Canadians take advantage of wounded Ottawa team

By: Daniel Vazzoler

It was billed as a meeting of league titans when the Carleton Place Canadians and Ottawa Jr. ‘A’ Senators on Monday, and it was the Canadians who came away with the 3-1 win.

For Carleton Place coach Jason Clarke, however, he said it’s tough to see which team is better since Ottawa was missing a pair of its top forwards.

“Anytime a team is missing its two top forwards, you have to take advantage and that’s kind of what we did. We took advantage of a team that was hurt” said Clarke. “When Owen Guy and Nick Lalonde are in their line-up, they’re a different team.”

Monday’s game had a feisty edge to it, developed from Ottawa and Carleton Place meeting for the last two Bogart Cups. That feistiness carried over to the benches as well as Ottawa assistant coach Chris Kushneriuk started having words with the Canadians bench.

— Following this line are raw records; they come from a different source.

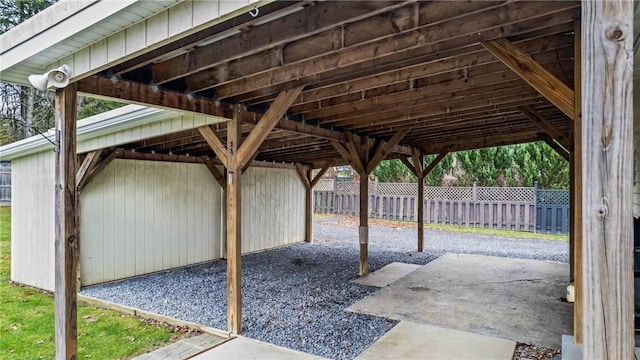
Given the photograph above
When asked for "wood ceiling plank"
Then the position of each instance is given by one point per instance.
(311, 20)
(533, 73)
(435, 37)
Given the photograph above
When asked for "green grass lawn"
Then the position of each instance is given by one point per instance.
(513, 234)
(27, 321)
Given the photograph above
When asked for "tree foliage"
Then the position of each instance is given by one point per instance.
(516, 165)
(25, 111)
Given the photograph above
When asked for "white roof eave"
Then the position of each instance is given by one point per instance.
(128, 116)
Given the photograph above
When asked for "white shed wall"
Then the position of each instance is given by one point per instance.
(32, 220)
(272, 208)
(139, 217)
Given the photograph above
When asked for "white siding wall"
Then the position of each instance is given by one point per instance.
(139, 217)
(272, 208)
(186, 18)
(32, 220)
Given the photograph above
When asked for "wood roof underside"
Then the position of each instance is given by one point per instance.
(368, 68)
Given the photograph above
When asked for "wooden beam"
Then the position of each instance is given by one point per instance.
(607, 207)
(559, 149)
(575, 167)
(535, 75)
(545, 125)
(220, 178)
(215, 143)
(354, 155)
(234, 224)
(385, 149)
(66, 226)
(100, 166)
(444, 152)
(87, 164)
(418, 159)
(268, 121)
(130, 91)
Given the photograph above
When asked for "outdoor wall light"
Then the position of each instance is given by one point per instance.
(58, 78)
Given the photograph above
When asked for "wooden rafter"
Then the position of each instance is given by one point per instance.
(385, 149)
(250, 145)
(215, 143)
(545, 125)
(535, 75)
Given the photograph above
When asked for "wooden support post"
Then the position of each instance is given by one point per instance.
(309, 181)
(66, 227)
(234, 224)
(575, 169)
(364, 224)
(418, 159)
(607, 146)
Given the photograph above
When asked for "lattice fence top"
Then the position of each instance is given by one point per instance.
(553, 197)
(515, 194)
(448, 193)
(324, 184)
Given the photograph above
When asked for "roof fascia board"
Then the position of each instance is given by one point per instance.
(126, 117)
(37, 32)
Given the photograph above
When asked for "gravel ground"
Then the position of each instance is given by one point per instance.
(294, 296)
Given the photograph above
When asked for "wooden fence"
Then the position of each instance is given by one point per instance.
(485, 207)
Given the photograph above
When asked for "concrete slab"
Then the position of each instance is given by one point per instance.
(409, 340)
(248, 349)
(386, 275)
(184, 349)
(506, 298)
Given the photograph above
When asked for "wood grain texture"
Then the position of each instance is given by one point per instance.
(575, 167)
(234, 224)
(66, 227)
(607, 146)
(215, 143)
(278, 108)
(535, 75)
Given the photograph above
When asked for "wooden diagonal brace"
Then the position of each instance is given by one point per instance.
(214, 143)
(323, 170)
(302, 174)
(554, 145)
(386, 148)
(545, 125)
(534, 74)
(100, 166)
(249, 147)
(87, 165)
(436, 161)
(211, 165)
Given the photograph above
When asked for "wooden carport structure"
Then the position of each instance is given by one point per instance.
(320, 83)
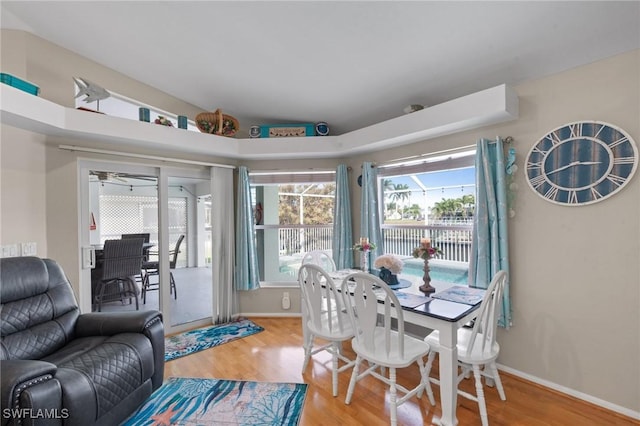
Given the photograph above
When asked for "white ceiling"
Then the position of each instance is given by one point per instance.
(349, 63)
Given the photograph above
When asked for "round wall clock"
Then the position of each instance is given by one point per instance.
(581, 163)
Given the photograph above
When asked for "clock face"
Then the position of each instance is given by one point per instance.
(581, 163)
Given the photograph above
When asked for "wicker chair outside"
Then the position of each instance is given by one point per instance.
(122, 262)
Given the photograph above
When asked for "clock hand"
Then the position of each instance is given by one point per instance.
(573, 163)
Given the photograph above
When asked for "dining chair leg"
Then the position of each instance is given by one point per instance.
(477, 374)
(172, 286)
(308, 346)
(334, 355)
(352, 382)
(496, 378)
(393, 396)
(425, 382)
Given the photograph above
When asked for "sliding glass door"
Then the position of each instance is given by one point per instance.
(169, 208)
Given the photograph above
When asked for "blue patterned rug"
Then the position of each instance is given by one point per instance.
(186, 401)
(204, 338)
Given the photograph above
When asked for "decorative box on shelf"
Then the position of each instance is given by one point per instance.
(23, 85)
(287, 130)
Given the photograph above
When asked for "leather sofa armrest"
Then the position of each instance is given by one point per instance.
(111, 323)
(148, 323)
(18, 376)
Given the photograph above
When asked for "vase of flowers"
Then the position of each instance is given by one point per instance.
(364, 247)
(426, 251)
(390, 266)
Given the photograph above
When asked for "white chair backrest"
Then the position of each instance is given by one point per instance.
(325, 309)
(362, 306)
(488, 314)
(320, 258)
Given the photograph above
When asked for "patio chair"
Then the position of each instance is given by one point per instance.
(153, 269)
(121, 263)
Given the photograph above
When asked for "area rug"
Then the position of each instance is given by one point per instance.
(204, 338)
(190, 401)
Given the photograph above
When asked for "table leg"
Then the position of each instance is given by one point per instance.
(448, 359)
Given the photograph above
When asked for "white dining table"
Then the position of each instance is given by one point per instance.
(446, 317)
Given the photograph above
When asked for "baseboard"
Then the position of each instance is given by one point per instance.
(272, 314)
(572, 392)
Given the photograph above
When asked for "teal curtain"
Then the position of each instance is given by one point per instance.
(490, 245)
(223, 245)
(370, 214)
(247, 275)
(342, 230)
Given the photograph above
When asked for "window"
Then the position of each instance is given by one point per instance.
(294, 215)
(435, 198)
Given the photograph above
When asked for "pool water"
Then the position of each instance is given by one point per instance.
(438, 272)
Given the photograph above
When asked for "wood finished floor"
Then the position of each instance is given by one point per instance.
(276, 355)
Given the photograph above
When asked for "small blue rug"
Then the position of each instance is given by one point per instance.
(204, 338)
(190, 401)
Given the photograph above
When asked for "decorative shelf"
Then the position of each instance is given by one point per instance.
(25, 111)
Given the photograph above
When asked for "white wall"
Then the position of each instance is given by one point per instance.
(575, 274)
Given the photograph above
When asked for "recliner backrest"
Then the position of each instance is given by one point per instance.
(38, 309)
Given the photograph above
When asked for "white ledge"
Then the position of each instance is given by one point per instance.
(490, 106)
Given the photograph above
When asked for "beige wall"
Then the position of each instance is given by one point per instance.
(575, 274)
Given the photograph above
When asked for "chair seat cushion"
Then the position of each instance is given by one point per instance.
(464, 335)
(100, 373)
(413, 349)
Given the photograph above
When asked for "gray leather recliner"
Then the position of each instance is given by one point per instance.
(60, 367)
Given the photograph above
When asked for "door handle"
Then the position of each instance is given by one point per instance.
(88, 257)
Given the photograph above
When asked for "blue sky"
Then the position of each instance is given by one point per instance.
(442, 184)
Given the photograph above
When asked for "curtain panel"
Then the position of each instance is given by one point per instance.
(490, 245)
(370, 214)
(247, 274)
(342, 230)
(222, 235)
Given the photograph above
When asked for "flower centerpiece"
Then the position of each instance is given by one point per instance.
(426, 251)
(390, 266)
(364, 247)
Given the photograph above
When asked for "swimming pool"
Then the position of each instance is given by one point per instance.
(439, 270)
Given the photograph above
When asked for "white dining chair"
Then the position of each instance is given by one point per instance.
(377, 342)
(477, 347)
(320, 258)
(325, 317)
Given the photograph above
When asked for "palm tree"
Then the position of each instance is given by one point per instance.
(468, 203)
(401, 192)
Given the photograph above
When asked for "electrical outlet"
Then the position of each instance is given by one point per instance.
(286, 301)
(29, 249)
(10, 250)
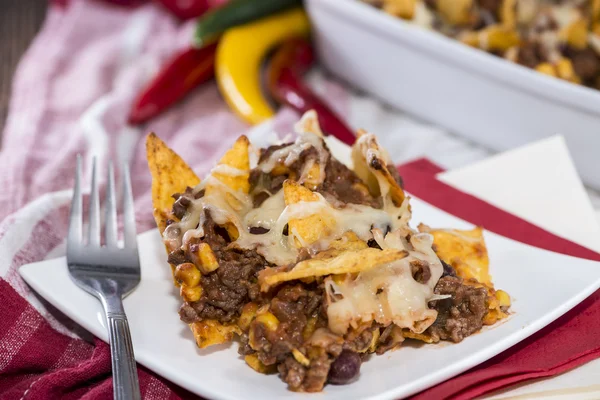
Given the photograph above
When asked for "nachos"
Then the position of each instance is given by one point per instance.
(312, 265)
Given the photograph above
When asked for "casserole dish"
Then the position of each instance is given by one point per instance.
(488, 100)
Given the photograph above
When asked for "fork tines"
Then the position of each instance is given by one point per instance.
(75, 236)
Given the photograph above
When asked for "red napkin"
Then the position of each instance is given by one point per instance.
(570, 341)
(52, 365)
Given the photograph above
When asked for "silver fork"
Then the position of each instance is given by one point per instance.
(108, 272)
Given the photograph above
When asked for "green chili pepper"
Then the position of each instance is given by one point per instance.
(236, 12)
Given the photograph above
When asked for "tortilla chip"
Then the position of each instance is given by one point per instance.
(238, 158)
(170, 174)
(465, 251)
(309, 229)
(423, 337)
(347, 262)
(210, 332)
(371, 165)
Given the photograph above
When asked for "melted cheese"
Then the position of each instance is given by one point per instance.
(387, 294)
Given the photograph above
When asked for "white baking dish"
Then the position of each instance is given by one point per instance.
(489, 100)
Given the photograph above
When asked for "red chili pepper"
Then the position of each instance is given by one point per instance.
(184, 72)
(188, 9)
(284, 81)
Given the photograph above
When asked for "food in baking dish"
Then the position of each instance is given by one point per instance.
(312, 265)
(560, 38)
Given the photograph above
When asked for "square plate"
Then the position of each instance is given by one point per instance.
(543, 286)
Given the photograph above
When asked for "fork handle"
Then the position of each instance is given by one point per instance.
(125, 380)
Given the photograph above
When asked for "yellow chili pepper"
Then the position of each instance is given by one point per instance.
(239, 57)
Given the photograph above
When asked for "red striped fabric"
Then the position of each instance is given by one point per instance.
(38, 362)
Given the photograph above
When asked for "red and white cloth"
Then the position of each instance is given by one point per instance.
(71, 95)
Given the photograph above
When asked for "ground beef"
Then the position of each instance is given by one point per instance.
(492, 6)
(292, 373)
(529, 54)
(360, 342)
(292, 305)
(177, 257)
(395, 174)
(340, 182)
(229, 287)
(420, 271)
(448, 269)
(343, 184)
(183, 201)
(462, 314)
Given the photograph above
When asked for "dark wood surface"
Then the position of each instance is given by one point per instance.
(20, 20)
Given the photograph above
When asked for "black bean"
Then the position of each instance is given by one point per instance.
(177, 257)
(448, 270)
(258, 230)
(345, 368)
(180, 207)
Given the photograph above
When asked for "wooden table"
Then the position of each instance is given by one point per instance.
(19, 22)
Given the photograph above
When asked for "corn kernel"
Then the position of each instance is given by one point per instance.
(456, 12)
(546, 68)
(187, 274)
(301, 358)
(401, 8)
(268, 320)
(508, 11)
(497, 37)
(207, 258)
(257, 365)
(248, 314)
(470, 38)
(190, 294)
(565, 70)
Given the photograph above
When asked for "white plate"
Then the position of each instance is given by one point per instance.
(543, 285)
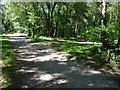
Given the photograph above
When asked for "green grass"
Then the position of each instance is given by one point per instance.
(8, 69)
(90, 53)
(50, 39)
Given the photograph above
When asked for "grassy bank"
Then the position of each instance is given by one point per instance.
(90, 53)
(8, 69)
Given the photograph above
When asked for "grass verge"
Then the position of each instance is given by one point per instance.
(9, 72)
(90, 53)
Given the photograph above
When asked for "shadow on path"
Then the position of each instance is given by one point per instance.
(41, 66)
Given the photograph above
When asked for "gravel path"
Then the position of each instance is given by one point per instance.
(41, 66)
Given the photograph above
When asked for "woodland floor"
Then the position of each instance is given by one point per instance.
(40, 66)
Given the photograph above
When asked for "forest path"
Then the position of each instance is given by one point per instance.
(41, 66)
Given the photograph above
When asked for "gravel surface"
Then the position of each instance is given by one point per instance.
(43, 67)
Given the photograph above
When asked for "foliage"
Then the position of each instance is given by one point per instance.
(9, 69)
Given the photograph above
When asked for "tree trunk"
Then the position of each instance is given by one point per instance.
(103, 22)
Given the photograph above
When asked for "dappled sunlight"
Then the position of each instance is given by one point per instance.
(94, 72)
(42, 66)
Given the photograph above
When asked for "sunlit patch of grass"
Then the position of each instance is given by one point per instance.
(83, 52)
(90, 53)
(8, 69)
(50, 39)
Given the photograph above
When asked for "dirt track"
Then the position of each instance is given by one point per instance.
(41, 66)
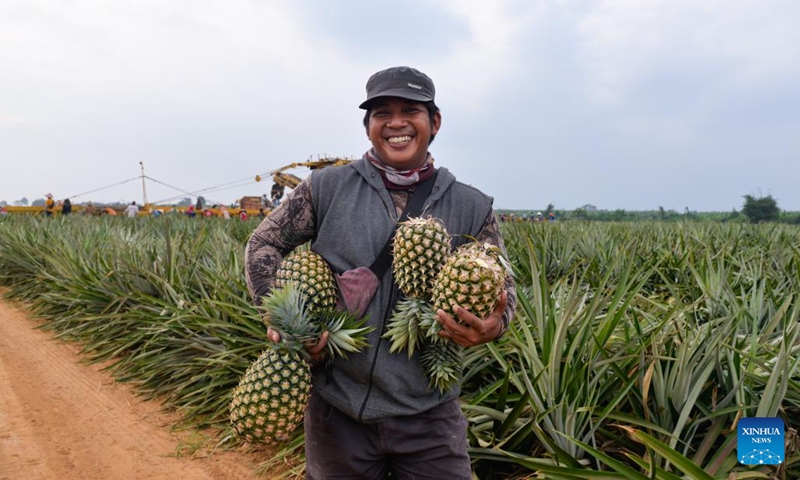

“It was an unfortunate incident by one of the Ottawa Jr. ‘A’ Senators’ assistant coaches. Did something pretty classless towards our bench which a lot of people took notice to and our guys didn’t like it,” explained Clarke about the situation. “I thought we responded really well, especially in the third period to put the game away.”

Ottawa head coach Martin Dagenais had a different opinion on the situation, as he stated in an interview for the Jr. Senators Twitter account.

“Things got rough midway through the first, both benches were going at each other and it kind of fired us up. Give credit to Chris Kushneriuk, my assistant coach, woke the team up,” he said.

Geoff Kitt opened the scoring to give Carleton Place the lead 7:20 into the opening period, but Silas Mattawashish tied the score late in the first period after the bench incident started.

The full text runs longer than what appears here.